In “Sorridi, esci…”, troviamo un riferimento filosofico di straordinaria precisione. Il verso “una è la fede e l’altra è la ragione con le quali lo spirito umano s’innalza” si ricollega all’enciclica Fides et Ratio di san Giovanni Paolo II, un riferimento inteso non come un semplice omaggio, ma come adozione di un’intera architettura di pensiero, che vede fede e ragione non nemiche, ma come ali necessarie per ascendere alla “contemplazione della verità”. Testi che non sono semplici liriche, ma veri e propri condensati di pensiero sapienziale, che richiedono un ascolto attento e meditativo.
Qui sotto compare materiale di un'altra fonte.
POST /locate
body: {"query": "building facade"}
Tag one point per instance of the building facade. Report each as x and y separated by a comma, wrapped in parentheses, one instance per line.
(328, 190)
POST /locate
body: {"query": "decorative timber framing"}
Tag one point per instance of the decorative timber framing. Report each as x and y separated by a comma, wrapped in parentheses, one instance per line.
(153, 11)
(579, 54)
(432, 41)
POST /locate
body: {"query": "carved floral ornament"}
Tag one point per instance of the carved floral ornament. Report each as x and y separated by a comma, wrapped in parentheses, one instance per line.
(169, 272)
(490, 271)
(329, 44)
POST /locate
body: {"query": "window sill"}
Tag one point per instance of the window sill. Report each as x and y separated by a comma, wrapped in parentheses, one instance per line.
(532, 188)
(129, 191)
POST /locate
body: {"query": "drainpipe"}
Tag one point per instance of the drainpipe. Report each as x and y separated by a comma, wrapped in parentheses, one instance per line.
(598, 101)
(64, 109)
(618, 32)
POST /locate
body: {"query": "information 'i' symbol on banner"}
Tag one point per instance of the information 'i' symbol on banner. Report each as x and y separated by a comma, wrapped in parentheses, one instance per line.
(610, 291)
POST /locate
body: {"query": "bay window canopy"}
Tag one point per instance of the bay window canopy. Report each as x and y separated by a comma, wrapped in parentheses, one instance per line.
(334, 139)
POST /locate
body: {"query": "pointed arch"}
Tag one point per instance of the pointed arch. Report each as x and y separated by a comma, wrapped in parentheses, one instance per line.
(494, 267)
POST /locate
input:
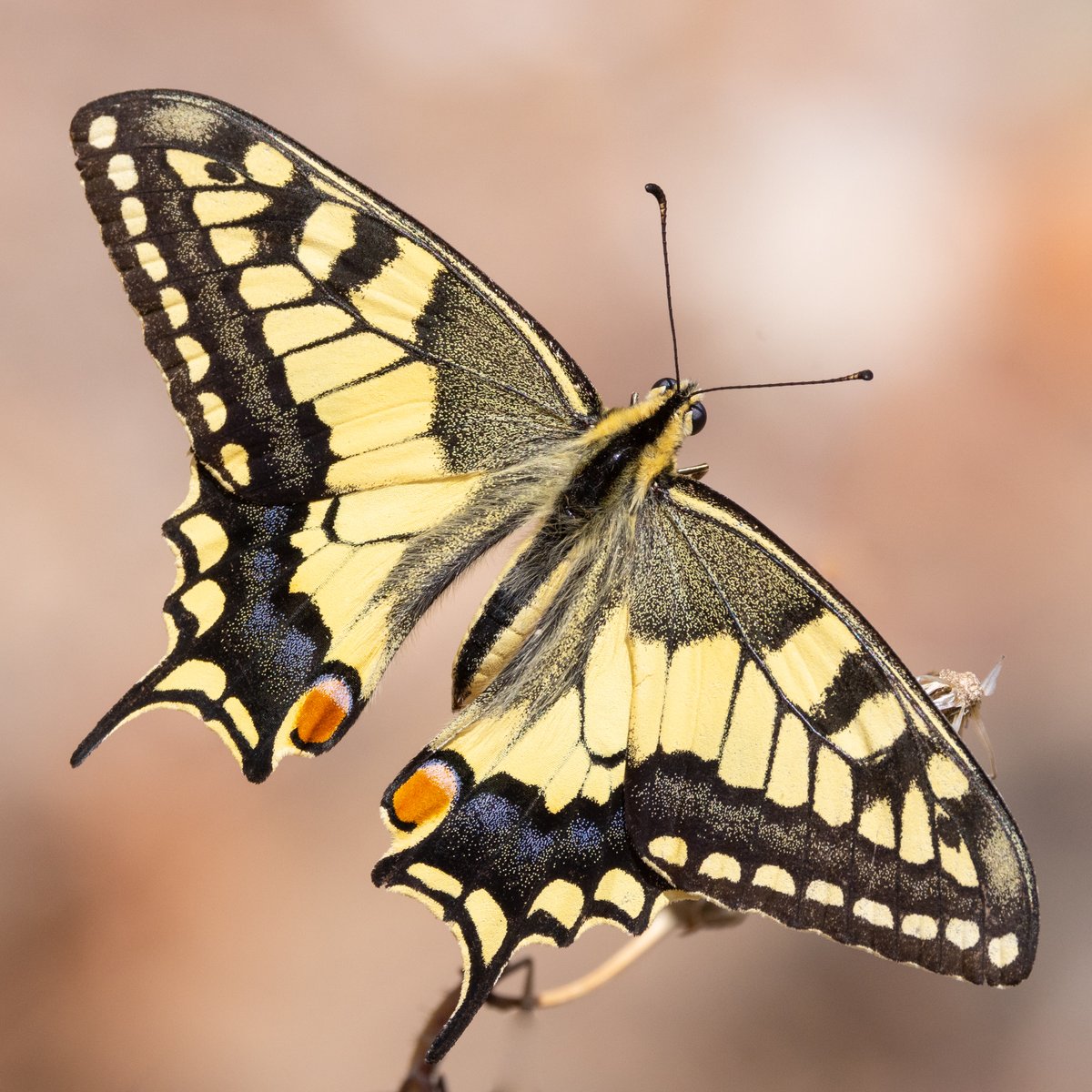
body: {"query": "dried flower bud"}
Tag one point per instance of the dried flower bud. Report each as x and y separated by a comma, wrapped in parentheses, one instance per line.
(959, 696)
Il confronto con la musica contemporanea:
Il parallelo con gran parte della musica contemporanea, specialmente quella pop, trap o indie che domina le classifiche, evidenzia la radicale unicità di Vespasiani. Mentre il mainstream si concentra su narrazioni di vita quotidiana (amori finiti, successo, denaro, disagio sociale) con un linguaggio spesso colloquiale e diretto, Vespasiani affronta temi universali e metafisici (il mistero, la natura dell’anima, la ricerca del senso. Dove la musica pop cerca la rima orecchiabile e il ritornello ripetitivo, Vespasiani costruisce una prosa poetica libera, che si fonda sul potere evocativo del simbolo e della metafora. Il suo linguaggio è letterario, non “cronachistico”. La musica contemporanea ha spesso una funzione di intrattenimento, di rispecchiamento generazionale o di commento sociale, quella di Vespasiani ha una funzione iniziatica, non cerca “facili sensibilizzazioni”, ma vuole essere “un’arte che apre la coscienza, che spalanca i portali del mistero”, richiede allo spettatore non un’adesione emotiva passeggera, ma un vero e proprio lavoro interiore. Mario Vespasiani si distingue perché la sua musica è un’estensione coerente e necessaria della sua intera poetica, come nella pittura non si accontenta della forma visibile ma ne cerca “l’energia, la sua aura”, così nei testi non si accontenta della narrazione ma ne cerca il “sentimento profondo”, l’archetipo, la risonanza spirituale. La sua originalità sta nell’aver creato un canzoniere che si potrebbe definire a tutti gli effetti “una pinacoteca di paesaggi interiori”. Ogni canzone (sono oltre cento quelle che ha scritto) è un’opera da contemplare, un codice da decifrare, un invito a guardare oltre la superficie del quotidiano per cogliere le vibrazioni segrete del reale. In un panorama musicale spesso dominato dal rumore, la sua è una presenza che, con la potenza della poesia e la profondità del pensiero, invita al silenzio generale, per godere dell’ascolto senza distrazioni fino alla meraviglia della scoperta.